キッチンは、家の中でも汚れやすい場所のひとつです。特に、調理や洗い物のたびに使用するシンクでは、排水口に汚れが蓄積しやすく、掃除が大変だと感じる方が多いのではないでしょうか。このコラムでは、キッチンの排水口に発生する汚れを簡単に落とす方法や、掃除の際の注意点などをお伝えします。掃除の頻度をできるだけ抑えることができる、排水口をきれいに保つコツも紹介しますので、ぜひチェックしてみてください。
キッチンの排水口が汚れる原因
キッチンは、使用するたびに汚れが溜まっていくため、こまめに掃除している方が多いのではないでしょうか。特にシンク内の排水口は、日常的に使っているだけでさまざまな汚れが発生します。まずは、キッチンの排水口が汚れる原因をご紹介しましょう。
油汚れ
調理に使ったフライパンや食卓に出ていたお皿など、食事のたびに洗い物が発生します。これらの洗い物に付いた油汚れは、ほとんどが水切りネットをすり抜けてキッチンの排水口に蓄積していきます。
特に、加熱調理中は液体に見えるバターやラード、牛脂などといった動物性の脂は、洗い流されて温度が下がるとヌメヌメとした固体に変化するので、注意が必要です。
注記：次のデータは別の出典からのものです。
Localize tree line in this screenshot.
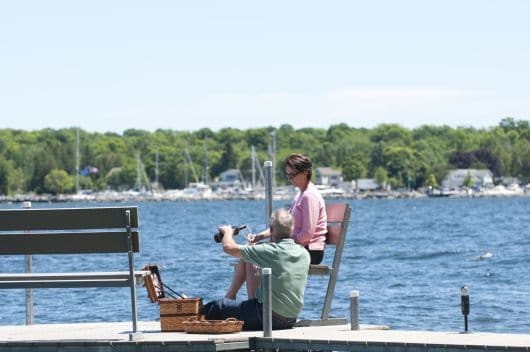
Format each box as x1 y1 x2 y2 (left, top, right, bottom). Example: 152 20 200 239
0 117 529 195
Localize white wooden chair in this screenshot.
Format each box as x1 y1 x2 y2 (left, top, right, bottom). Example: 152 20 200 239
297 202 351 326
放っておくと排水口の水切りネットやゴミ受けに、ぬめりのある頑固な汚れが蓄積していくことになります。
洗剤のカス
キッチンで使う食器用洗剤や手洗い石鹸も、排水口が汚くなる原因の一つです。洗剤や石鹸が溶けきらずに排水口に残ってしまうと、不衛生なだけでなく、詰まりなどの重大なトラブルも引き起こしかねません。
石鹸や洗剤カスは、油汚れと結合するとさらに大きく頑固な汚れとなり、掃除が大変になるので注意しましょう。
食べカス
野菜の皮や食材の切れ端などといった調理中に出たゴミや、食べ残しなどのカスも排水口の汚れとして溜まっていきます。基本的にはゴミ受けや水切りネットでしっかりキャッチされますが、網目をすり抜けてしまった小さいかけらが蓄積すれば、汚れや詰まりの原因になります。
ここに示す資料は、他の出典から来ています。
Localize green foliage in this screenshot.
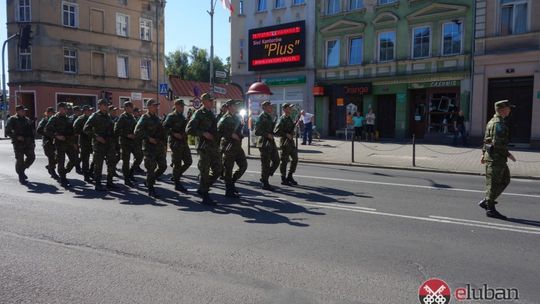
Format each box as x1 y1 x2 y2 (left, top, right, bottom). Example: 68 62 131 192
165 46 229 83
また、ゴミ受けに引っかかった食べカスは、早めに片付けることが大切です。放置することで雑菌が繁殖し、悪臭やぬめりの発生につながります。
水アカ
水回りの掃除で避けられないのが水アカです。水アカは、水道水に含まれるミネラルが元となり、排水口などに現れる白い汚れのことを指します。洗い物などで水を使ったあと、水分が蒸発してミネラル分だけが残ることが原因なので、水を使うたびに汚れの発生リスクがあります。
簡単にできる排水口の掃除方法
毎日汚れるキッチンの排水口は、できる限り手早く掃除を済ませたいと考える方が多いのではないでしょうか。ここでは、効率良く排水口をきれいにする掃除のやり方を、注意すべきポイントとともにお伝えします。
塩素系台所用漂白剤
ドロドロした油汚れには、塩素系台所用漂白剤が効果的です。除菌や漂白効果がある塩素系台用所漂白剤は、ぬめりやカビなどといった雑菌の繁殖による排水口の汚れを、こすり洗いせずに楽に落とせるのが魅力です。
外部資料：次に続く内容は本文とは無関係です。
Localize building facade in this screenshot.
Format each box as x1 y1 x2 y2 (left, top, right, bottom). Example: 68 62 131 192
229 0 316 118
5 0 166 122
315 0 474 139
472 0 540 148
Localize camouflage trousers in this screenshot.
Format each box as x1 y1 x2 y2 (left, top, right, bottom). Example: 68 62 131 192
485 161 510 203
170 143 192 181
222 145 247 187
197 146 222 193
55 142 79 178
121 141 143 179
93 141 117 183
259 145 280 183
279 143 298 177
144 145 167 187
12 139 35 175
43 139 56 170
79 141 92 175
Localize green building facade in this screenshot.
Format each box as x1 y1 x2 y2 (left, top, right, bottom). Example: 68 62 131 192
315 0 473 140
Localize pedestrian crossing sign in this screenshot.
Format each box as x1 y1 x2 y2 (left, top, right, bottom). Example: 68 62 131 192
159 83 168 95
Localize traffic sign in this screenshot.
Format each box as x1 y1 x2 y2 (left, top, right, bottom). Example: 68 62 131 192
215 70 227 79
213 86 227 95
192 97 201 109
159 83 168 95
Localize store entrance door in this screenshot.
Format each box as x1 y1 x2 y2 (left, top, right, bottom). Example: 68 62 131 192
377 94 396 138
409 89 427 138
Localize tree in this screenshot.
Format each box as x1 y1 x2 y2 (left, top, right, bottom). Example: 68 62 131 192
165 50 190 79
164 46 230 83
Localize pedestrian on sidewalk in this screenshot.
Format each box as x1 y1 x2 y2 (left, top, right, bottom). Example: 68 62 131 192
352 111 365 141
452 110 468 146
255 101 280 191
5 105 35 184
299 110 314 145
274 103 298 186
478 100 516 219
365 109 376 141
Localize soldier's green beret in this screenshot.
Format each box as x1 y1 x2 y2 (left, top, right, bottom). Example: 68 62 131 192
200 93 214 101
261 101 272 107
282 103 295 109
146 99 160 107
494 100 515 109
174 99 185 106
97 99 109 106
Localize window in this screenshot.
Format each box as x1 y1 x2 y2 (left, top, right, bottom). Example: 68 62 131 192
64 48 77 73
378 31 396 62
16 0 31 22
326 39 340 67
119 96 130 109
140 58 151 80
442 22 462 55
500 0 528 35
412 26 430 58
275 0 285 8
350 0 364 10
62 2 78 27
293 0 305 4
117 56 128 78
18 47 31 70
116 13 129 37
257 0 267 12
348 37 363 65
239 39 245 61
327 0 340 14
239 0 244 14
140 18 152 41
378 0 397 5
市販されている商品には泡タイプと液体タイプの2種類があるため、好みや使いやすさに合わせて選ぶと良いでしょう。どちらのタイプも簡単に掃除できる手軽さが魅力ですが、使い方に少しだけ違いがあるので、それぞれのやり方について紹介します。
用意する物
- 塩素系台所用漂白剤
- ゴム手袋
- 排水口パーツが全て入るサイズのビニール袋(液体タイプのみ)
やり方
泡タイプの場合
- 排水口のフタやゴミ受けなどのパーツを全て外し、ゴミ受けに溜まったゴミを捨てておく
- 泡タイプの塩素系台所漂白剤を排水口の中やパーツにまんべんなく吹きかける
- 5~10分放置してから汚れを洗い流す
液体タイプの場合
- 排水口のフタやゴミ受けなどのパーツを全て外し、ゴミ受けに溜まったゴミを捨てておく
- 全てのパーツをビニール袋に入れる
- ビニール袋に40℃程度のお湯と液体タイプの塩素系台所漂白剤を入れる
- 排水口のパーツが液体に浸るようにビニール内の空気を抜いて口を縛る
- 30分程度放置してから水洗いする
注意点
塩素系台所用漂白剤は、有毒ガスの発生リスクがあるため他の洗剤と一緒に使用できません。製品の説明書をよく読んで、換気しながら安全に使うようにしましょう。
重曹とクエン酸
排水口のぬめりや臭いは、油に効く重曹と菌の繁殖を抑えるクエン酸を組み合わせることできれいに取り除くことが可能です。どちらも自然由来の成分なので、塩素系台所用漂白剤などの強い洗剤に抵抗がある方も安心して使えます。
用意する物
- 重曹
- クエン酸
- 60~70℃のお湯
- ゴム手袋
- スポンジ
やり方
- 水を流して排水口を濡れた状態にする
- 重曹を1カップ程度、排水口全体にまんべんなく振りかける
- その上から重曹の半量のクエン酸を全体的に振りかける
- 30分~2時間くらい放置してから、60~70℃のお湯を2L以上流す
- 汚れが残っていれば、ゴム手袋を装着してスポンジで洗う
注意点
熱湯を流すと排水管の変形や破裂などのトラブルにつながる恐れがあるため、お湯の温度が高くなり過ぎないように注意しましょう。
液体のパイプクリーナー
排水口の詰まりには、注ぐだけで油汚れを溶かすことができる液体パイプクリーナーを使用するのがおすすめです。手軽な掃除方法である反面、刺激の強い成分なので取り扱いには充分注意しましょう。
用意する物
- 液体パイプクリーナー
- ゴム手袋
やり方
- 排水口のパーツを取り外す
- 適量の液体パイプクリーナーを排水管に直接流し入れる
- 1時間程度放置したら、50℃くらいのお湯をしばらく流す
注意点
塩素系台所用漂白剤と同様に、有毒ガスが発生する可能性があるので、他の洗剤と同時に使わないように注意しましょう。強い薬剤であるため、長時間放置するのも良くありません。使うときには、説明書をよく読んで正しい使用方法を守ることが大切です。
キッチンの排水口を掃除するときの注意点
排水口の汚れや水捌けの悪さが気になったら、まずはご自身で掃除することになりますが、そのご自身の掃除が原因でトラブルを招くこともあるので、注意しましょう。ここでは、排水口を掃除する上で気を付けたいポイントをお伝えします。
排水口の中に物を落とさないようにする
排水口の掃除には、歯ブラシやスポンジなどを使用する方が多いのではないでしょうか。きれいにしようと夢中になって磨いているうちに、うっかり排水口の中に物を落としてしまうケースは珍しくありません。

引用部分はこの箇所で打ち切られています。